Artık klasikleşmiş korku serisi “Whispering Corridors” gibi filmimiz bir lise ortamında çıtır kızlar arasında geçiyor. Ancak bu güzellikler goreun şiddeti ile kısa sürede yok oluyor. Film liseli Ka In’in etrafında şekilleniyor. Lisenin popüler kızlarından Ka In eskrimdeki başarıları ile adından söz ettirmektedir. Teyzesinin düğününde talihsiz bir kaza sonucu gelin üst kattan aşağı düşer. Yukarı baktıklarında şüpheli bir şekilde damadı orada görürler. Ancak gelin ölmemiştir ve hastanede bakım altındadır. Ka In diğer teyzesi ile hastanede kalmak ister ve ailesini yolculamak için odadan çıkar ancak geri döndüğünde diğer teyzenin vahşi bir şekilde hasta kadını bıçakladığını görür. Bu cinayetten sonra Ka In bir lanete yakalanacaktır. Ka In’e karşı garezi olabilecek herkes birden piskopata dönüşüp kızı öldürmeye kalkmaktadır. Ka In ölmeden önce bu lanetten kurtulmak için olayların peşinden gider. Ka In’e bu garip olaylardan kurtarmak için liseden dışlanmış bir çocuk olan Suk Min yardımcı olacaktır. Ona belki de hayatta kalması için en önemli öğüdü verir “ Kimseye güvenme. Ne arkadaşlarına ne de ailene, hatta kendine bile…”. Ka In git gide paranoyaklaşırken aile sırları da bir bir ortaya da çıkacaktır.

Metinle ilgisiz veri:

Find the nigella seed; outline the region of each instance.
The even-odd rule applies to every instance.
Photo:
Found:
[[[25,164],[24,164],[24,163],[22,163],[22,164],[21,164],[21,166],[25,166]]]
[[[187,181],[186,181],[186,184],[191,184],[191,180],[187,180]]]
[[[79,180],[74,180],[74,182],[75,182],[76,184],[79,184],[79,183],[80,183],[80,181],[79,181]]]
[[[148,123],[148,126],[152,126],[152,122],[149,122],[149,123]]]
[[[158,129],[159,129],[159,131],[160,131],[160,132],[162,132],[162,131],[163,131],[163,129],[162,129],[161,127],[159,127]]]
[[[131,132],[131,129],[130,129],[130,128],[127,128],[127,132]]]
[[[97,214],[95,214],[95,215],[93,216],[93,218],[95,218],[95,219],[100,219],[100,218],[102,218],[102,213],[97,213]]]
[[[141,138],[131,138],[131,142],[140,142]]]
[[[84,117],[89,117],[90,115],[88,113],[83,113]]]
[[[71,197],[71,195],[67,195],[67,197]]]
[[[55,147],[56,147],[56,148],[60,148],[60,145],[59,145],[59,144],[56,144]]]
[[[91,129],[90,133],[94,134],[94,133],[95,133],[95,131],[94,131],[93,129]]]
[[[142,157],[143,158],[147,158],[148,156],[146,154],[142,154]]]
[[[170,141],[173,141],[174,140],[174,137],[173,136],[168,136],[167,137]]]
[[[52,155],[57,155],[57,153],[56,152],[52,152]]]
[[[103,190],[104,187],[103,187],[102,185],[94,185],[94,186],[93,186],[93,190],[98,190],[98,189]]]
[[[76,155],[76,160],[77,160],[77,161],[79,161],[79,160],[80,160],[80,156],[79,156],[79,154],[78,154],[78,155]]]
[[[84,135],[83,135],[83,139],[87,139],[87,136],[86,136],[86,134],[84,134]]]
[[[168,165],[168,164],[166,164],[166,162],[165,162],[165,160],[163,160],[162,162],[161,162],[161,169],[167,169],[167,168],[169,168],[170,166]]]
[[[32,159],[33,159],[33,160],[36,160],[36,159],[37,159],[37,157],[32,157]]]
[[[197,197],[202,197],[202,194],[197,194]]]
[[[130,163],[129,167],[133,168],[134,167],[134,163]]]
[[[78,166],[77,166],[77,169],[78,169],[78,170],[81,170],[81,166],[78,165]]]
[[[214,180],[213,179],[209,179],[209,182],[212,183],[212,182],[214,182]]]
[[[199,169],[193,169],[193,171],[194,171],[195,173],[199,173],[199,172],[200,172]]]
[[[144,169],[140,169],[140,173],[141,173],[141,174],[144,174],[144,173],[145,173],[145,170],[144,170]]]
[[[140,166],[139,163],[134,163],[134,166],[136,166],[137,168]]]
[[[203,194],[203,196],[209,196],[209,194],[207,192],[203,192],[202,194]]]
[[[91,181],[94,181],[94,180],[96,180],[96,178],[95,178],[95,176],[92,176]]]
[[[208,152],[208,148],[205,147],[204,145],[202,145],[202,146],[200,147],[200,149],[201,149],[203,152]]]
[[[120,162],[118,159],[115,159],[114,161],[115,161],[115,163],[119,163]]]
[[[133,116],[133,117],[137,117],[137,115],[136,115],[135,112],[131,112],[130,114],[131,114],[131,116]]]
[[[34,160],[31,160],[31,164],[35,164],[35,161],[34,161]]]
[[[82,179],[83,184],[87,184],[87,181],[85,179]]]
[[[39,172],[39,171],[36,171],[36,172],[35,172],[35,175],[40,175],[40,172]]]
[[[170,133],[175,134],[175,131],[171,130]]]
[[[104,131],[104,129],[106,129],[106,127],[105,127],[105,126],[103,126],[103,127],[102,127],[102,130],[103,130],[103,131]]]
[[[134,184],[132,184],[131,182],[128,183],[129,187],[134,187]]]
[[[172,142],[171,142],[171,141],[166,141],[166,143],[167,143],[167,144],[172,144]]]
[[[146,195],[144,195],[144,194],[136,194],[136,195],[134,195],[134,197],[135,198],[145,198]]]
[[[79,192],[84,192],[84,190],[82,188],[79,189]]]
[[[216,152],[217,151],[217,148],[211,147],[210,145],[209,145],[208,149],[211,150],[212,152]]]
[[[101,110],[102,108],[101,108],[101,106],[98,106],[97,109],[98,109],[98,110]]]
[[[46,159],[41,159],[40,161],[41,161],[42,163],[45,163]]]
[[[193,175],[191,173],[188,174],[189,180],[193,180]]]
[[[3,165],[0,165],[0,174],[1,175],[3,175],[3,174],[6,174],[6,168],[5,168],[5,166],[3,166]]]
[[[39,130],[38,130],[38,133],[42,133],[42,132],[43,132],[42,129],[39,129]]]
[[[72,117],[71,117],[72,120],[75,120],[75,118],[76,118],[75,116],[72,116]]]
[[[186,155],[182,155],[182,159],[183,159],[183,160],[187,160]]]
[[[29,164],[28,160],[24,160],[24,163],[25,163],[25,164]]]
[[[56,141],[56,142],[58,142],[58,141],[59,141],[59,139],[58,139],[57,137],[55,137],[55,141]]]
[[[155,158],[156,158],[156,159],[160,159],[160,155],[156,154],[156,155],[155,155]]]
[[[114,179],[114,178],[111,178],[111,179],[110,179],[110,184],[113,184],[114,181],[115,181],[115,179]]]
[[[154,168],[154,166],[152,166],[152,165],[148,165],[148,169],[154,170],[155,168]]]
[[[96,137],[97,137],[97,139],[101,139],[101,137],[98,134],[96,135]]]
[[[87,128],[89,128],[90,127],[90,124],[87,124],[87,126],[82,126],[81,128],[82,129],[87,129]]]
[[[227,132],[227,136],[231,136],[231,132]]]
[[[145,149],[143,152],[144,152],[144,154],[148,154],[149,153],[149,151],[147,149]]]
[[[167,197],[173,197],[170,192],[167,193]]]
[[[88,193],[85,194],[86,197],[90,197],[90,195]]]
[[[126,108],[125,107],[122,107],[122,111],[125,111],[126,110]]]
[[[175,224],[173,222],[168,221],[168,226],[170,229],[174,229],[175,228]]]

Someone Behind You tüm klasik uzak doğu korku filmlerinden izler taşıyan klişe bir yapım. Aklıma ilk gelen Garez’in aile ağacına uyarlanmış hali oldu. Bu filmlerden aşina olduğumuz sona doğru olayların çözümlenmeye başlaması, flashbackler ile eski olaylara dönüp şu anki durumla paralellik kurulması ve hatta herşeyi bilen yaşlı adamın tüm sorulara cevap vermesi gibi sahneler ardı ardına geliyor.
Ancak buna rağmen gerilim dozu yerinde seyredilebilir bir korku filmi. Yönetmenlik anlamında da başarılı buldum. Özellikle kimin ne zaman saldıracağının bilinememesi ve tam sıkacak derken birden vurucu bir sahne ile devam edilmesi filmin artıları. Kanlı sahnelerdeki inandırıcılık da oldukça yüksek. Seyirciyi koltuğundan zıplatacak sayısız sahne bulmak mümkün. Sondaki ters köşeye yatıran senaryo oyunları da başarılı. Duygusal uzak doğu müzikleri de filmi tamamlayan en önemli unsur.
Ayrıca filmin ortaya attığı herkesin içinde karanlık bir taraf olduğu ve bunu harekete geçirecek bir gücün olması durumunda sonuçların felaket olacağı ile ilgili saptamasını da beğendim.
Bu kadar olumlu eleştirime rağmen uzak doğu korku filmlerinin yenilenmesi gerektiğini de düşünüyorum. 5 yıl önce Someone Behind You’yu seyretmiş olsam çok etkilenirdim belki, ancak şu an için bana seyrettiğim bir filmin kopyası imiş gibi geliyor. Hala bu tarz sizi sıkmadı ise bu filme de bir şans verin yoksa seyretmeseniz de eksikliğini hissetmessiniz.
Hollywood bu filmin de haklarını satın almış.
Sanırım ilk defa bir uzakdoğu filminin yeniden yapımının yapılmasına seviniyorum. Belki amerikanlaştırılmış versiyonunda filmde neler olup bittiğini anlayabilirim.